Zero Shot Health Trajectory Prediction Using Transformer
This work addresses healthcare cost and complexity by providing a tool for care optimization and bias mitigation, though it appears incremental as an application of transformers to a new domain.
The paper tackles predicting future health trajectories from episodic health data using a transformer-based model called ETHOS, which employs zero-shot learning to eliminate the need for labeled data and fine-tuning, achieving this through tokenized patient health timelines.

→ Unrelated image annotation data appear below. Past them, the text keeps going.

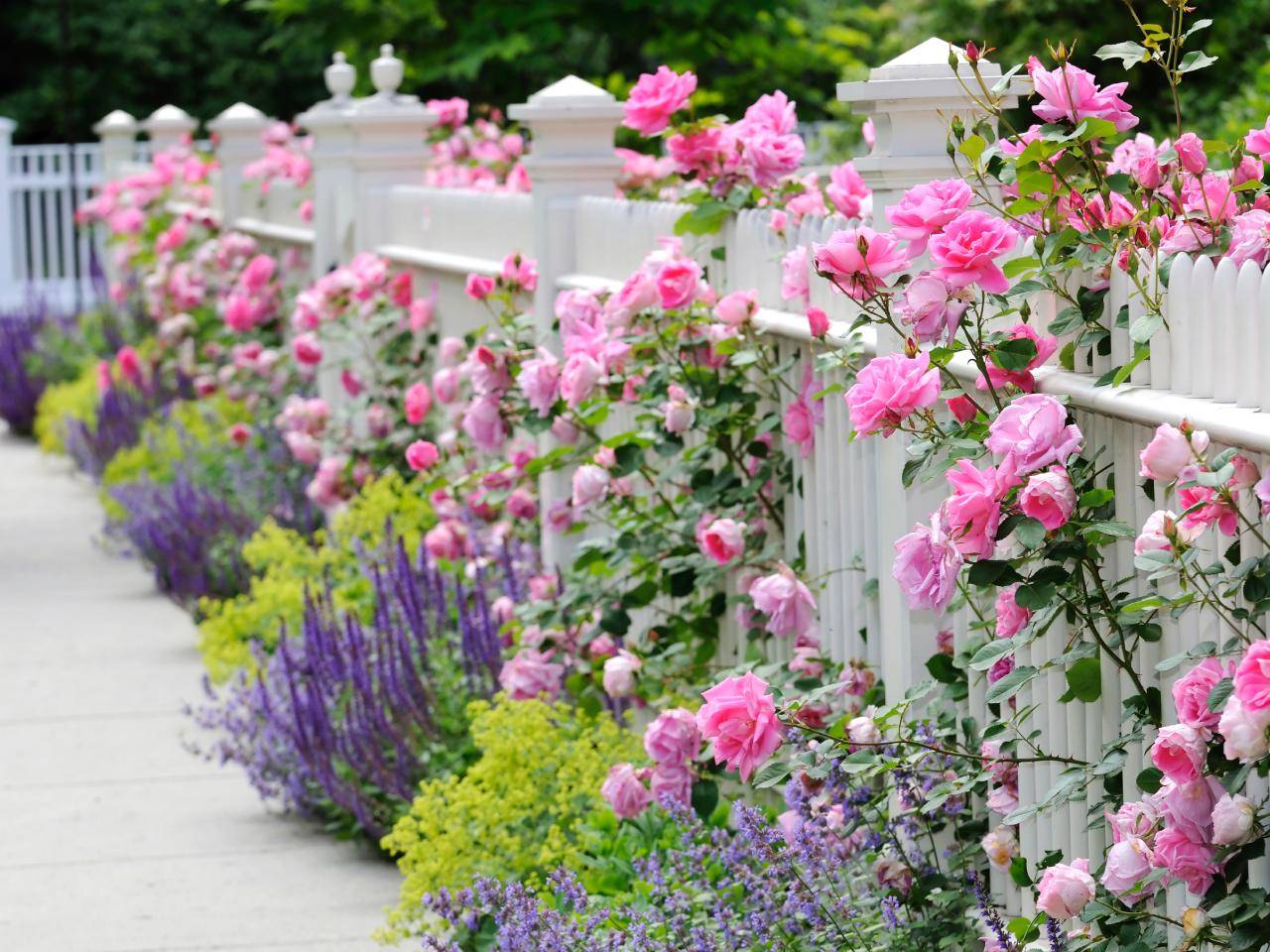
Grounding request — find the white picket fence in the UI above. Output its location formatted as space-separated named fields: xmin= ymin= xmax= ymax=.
xmin=55 ymin=40 xmax=1270 ymax=912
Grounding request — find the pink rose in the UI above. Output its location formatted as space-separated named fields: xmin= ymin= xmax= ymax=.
xmin=699 ymin=520 xmax=745 ymax=565
xmin=1019 ymin=466 xmax=1076 ymax=532
xmin=890 ymin=517 xmax=962 ymax=612
xmin=812 ymin=225 xmax=911 ymax=300
xmin=931 ymin=210 xmax=1019 ymax=295
xmin=622 ymin=66 xmax=698 ymax=136
xmin=845 ymin=352 xmax=945 ymax=435
xmin=1028 ymin=56 xmax=1138 ymax=132
xmin=405 ymin=381 xmax=432 ymax=426
xmin=498 ymin=648 xmax=564 ymax=701
xmin=698 ymin=671 xmax=784 ymax=780
xmin=1151 ymin=724 xmax=1207 ymax=783
xmin=1212 ymin=793 xmax=1257 ymax=847
xmin=985 ymin=394 xmax=1083 ymax=475
xmin=1036 ymin=860 xmax=1094 ymax=921
xmin=1234 ymin=639 xmax=1270 ymax=713
xmin=1102 ymin=837 xmax=1160 ymax=906
xmin=599 ymin=765 xmax=653 ymax=820
xmin=1155 ymin=829 xmax=1219 ymax=896
xmin=1173 ymin=664 xmax=1224 ymax=730
xmin=644 ymin=707 xmax=701 ymax=765
xmin=749 ymin=562 xmax=816 ymax=636
xmin=886 ymin=178 xmax=974 ymax=258
xmin=405 ymin=439 xmax=441 ymax=472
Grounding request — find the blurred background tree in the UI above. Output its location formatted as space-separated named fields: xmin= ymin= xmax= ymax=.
xmin=0 ymin=0 xmax=1270 ymax=142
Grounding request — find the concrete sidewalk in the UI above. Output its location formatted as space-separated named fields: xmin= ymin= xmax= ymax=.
xmin=0 ymin=429 xmax=399 ymax=952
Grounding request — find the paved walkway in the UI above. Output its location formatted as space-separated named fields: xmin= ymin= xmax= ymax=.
xmin=0 ymin=430 xmax=398 ymax=952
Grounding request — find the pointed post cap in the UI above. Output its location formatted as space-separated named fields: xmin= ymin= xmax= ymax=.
xmin=92 ymin=109 xmax=137 ymax=136
xmin=321 ymin=52 xmax=357 ymax=103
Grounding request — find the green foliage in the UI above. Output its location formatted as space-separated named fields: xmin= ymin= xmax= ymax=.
xmin=198 ymin=473 xmax=435 ymax=681
xmin=382 ymin=699 xmax=640 ymax=938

Integrating modern machine learning and clinical decision-making has great promise for mitigating healthcare's increasing cost and complexity. We introduce the Enhanced Transformer for Health Outcome Simulation (ETHOS), a novel application of the transformer deep-learning architecture for analyzing high-dimensional, heterogeneous, and episodic health data. ETHOS is trained using Patient Health Timelines (PHTs)-detailed, tokenized records of health events-to predict future health trajectories, leveraging a zero-shot learning approach. ETHOS represents a significant advancement in foundation model development for healthcare analytics, eliminating the need for labeled data and model fine-tuning. Its ability to simulate various treatment pathways and consider patient-specific factors positions ETHOS as a tool for care optimization and addressing biases in healthcare delivery. Future developments will expand ETHOS' capabilities to incorporate a wider range of data types and data sources. Our work demonstrates a pathway toward accelerated AI development and deployment in healthcare.